Urban and agricultural development around Burullus Lake affects the levels of contaminants in the lake’s water, including nutrients, heavy metals, and bacterial count. According to WQI, the lake water was marginal in most lake stations, where DO, NH3-N, Cu, and Cd have the biggest effect on WQI, reflecting the runoff from agricultural drains. Twenty-nine percent of lake water samples had low metallic pollution, 33% of samples had moderate heavy metal pollution, and lastly, 38% had high metallic pollution. Cu and Cd substantially harm and degrade the lake and the surrounding drains ecology as a result of human activity according to Nemerow index. FC/FS ratio in lake water samples below 0.6 indicated fecal contamination from domesticated animal’s wastes. Environmental conditions in Burullus Lake and its surrounding drains can limit bacterial populations and distribution in water.
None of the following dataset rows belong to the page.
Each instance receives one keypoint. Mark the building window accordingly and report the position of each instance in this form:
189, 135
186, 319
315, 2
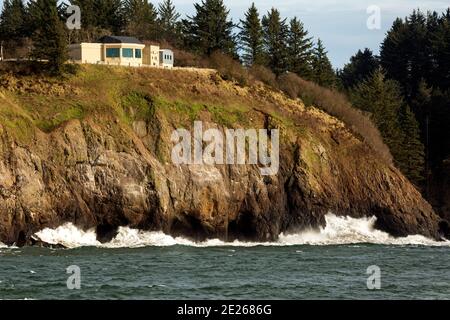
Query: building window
138, 53
127, 53
112, 52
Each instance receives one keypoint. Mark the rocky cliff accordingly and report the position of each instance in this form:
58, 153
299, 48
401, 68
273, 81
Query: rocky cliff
95, 150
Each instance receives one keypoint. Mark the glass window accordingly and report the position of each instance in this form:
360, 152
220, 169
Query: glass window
127, 53
137, 53
112, 52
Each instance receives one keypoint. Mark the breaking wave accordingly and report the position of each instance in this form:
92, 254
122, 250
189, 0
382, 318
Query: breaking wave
338, 231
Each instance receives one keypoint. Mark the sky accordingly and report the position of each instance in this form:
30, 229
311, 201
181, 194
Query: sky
341, 24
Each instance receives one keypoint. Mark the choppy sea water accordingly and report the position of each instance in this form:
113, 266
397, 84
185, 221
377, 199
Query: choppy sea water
330, 264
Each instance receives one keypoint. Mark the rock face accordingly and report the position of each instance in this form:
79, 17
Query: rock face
99, 172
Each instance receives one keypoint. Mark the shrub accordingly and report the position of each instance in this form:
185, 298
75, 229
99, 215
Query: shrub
335, 104
263, 74
229, 68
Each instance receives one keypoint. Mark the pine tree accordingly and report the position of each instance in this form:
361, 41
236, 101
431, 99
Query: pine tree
275, 41
251, 38
110, 15
210, 30
300, 49
393, 56
88, 13
360, 67
382, 98
412, 157
12, 20
49, 39
323, 73
140, 19
169, 22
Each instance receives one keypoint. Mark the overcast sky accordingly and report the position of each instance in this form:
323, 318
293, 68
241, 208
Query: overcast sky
341, 24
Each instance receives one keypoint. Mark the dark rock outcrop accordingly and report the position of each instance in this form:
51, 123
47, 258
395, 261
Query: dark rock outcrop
100, 173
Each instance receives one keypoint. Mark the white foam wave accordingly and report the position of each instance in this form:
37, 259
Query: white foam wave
338, 231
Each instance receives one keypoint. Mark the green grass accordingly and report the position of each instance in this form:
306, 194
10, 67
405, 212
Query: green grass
69, 113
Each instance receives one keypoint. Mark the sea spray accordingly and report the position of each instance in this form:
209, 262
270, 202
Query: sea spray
338, 231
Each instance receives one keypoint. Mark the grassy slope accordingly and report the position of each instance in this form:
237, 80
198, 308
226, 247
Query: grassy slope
33, 104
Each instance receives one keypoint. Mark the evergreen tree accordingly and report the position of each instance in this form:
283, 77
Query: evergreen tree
210, 30
89, 13
251, 38
275, 41
12, 20
169, 22
412, 156
49, 39
300, 49
323, 73
383, 100
110, 15
140, 19
361, 66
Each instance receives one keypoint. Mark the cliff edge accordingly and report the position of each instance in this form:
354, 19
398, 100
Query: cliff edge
95, 150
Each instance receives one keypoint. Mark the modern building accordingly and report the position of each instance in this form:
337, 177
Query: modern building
121, 51
166, 58
151, 55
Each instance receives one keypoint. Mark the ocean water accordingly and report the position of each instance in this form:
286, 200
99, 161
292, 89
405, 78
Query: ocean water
329, 264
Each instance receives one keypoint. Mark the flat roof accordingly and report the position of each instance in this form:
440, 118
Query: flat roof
119, 39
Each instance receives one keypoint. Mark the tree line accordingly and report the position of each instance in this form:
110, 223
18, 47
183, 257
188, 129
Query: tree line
267, 40
405, 90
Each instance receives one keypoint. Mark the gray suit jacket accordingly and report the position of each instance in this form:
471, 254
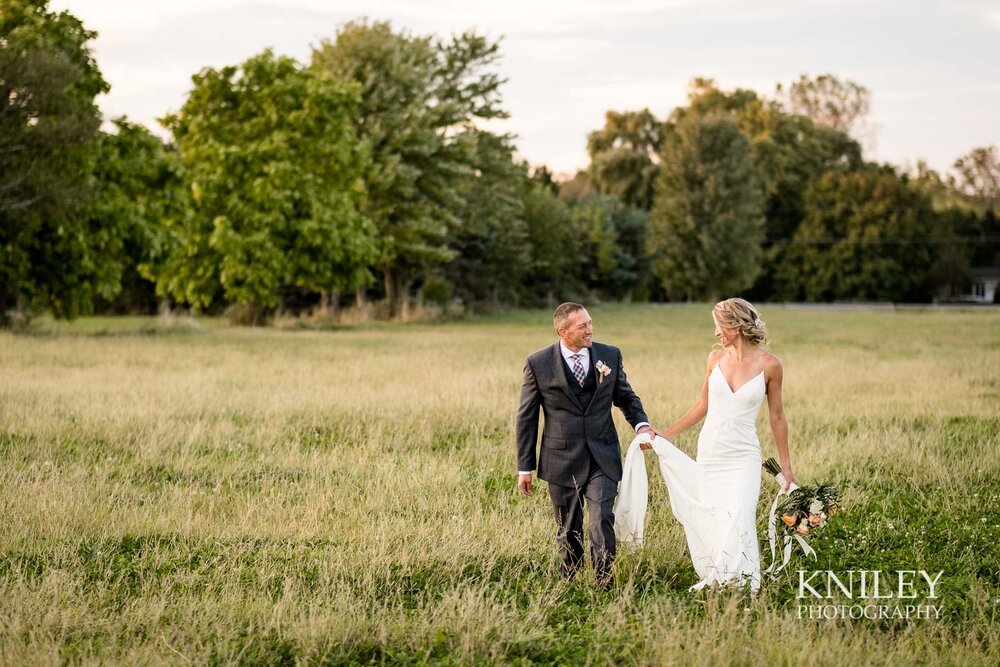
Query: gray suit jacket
572, 431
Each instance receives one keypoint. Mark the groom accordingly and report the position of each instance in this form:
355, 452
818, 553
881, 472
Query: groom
575, 382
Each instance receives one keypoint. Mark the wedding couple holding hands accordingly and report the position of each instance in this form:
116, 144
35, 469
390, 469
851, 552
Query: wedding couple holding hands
576, 381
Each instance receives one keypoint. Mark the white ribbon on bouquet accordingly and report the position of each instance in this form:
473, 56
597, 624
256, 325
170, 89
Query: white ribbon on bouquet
772, 533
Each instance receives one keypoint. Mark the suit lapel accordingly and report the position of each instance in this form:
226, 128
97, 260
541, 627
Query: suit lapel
559, 368
596, 356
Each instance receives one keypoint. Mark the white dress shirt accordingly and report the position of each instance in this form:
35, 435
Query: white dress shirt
585, 362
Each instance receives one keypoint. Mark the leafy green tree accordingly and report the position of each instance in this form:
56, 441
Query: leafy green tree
418, 96
274, 169
616, 263
789, 151
828, 100
624, 156
979, 177
51, 255
554, 273
865, 236
141, 195
707, 224
490, 246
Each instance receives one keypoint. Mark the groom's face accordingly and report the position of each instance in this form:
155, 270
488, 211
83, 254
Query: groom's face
579, 330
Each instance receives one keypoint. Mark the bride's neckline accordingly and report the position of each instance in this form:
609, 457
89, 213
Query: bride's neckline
729, 386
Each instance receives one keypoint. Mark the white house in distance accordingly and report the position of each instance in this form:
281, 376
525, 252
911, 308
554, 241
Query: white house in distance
984, 284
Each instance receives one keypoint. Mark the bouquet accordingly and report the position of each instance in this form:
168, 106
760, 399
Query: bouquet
802, 510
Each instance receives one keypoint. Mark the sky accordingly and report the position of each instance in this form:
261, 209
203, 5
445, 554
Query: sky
931, 66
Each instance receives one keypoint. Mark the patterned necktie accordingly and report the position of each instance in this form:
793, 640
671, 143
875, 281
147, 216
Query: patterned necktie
578, 368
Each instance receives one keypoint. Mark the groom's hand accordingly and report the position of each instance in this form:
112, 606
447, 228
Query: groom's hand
652, 433
524, 484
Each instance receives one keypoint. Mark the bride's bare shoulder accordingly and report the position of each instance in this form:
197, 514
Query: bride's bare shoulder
771, 363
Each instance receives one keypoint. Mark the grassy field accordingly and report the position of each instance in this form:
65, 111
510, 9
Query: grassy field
207, 494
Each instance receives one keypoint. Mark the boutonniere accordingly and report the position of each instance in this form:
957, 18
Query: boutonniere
603, 369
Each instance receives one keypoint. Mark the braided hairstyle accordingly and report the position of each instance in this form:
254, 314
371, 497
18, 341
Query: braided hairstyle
741, 315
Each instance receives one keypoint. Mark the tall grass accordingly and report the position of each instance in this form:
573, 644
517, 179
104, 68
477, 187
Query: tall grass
208, 494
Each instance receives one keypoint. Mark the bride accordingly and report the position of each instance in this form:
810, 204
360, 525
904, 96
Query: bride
715, 497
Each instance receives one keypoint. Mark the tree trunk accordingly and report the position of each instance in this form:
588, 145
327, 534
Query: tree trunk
361, 302
328, 302
397, 293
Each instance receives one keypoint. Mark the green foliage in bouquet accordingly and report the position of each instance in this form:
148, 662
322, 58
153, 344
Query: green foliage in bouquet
807, 507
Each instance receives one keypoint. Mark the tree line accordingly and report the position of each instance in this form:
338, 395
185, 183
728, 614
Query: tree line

All the drains’ water, with the exception of D7, which had fair water quality, fell into the marginal category according to WQI. Freshwater from several drains containing agricultural runoff water and industrial and domestic effluents has caused extreme environmental stress in Burullus Lake. Dredging and deepening the inlet link between the lake and the Mediterranean Sea in the eastern part have had a positive impact on water quality. However, there are still other options for improving the lake’s health. These include using freshwater entering the lake for construction projects, creating an additional seawater inlet to the west, and investigating various drainage water management options to enhance the balance between salt and fresh water entering the lake. Additionally, improved farming methods that focus on lowering fertilizers and pesticides can significantly impact the quality of drain water. Therefore, it is recommended to routinely check the water quality of Burullus Lake and its surrounding drains to keep track of the lake’s condition and assess the effectiveness of any lake improvement efforts.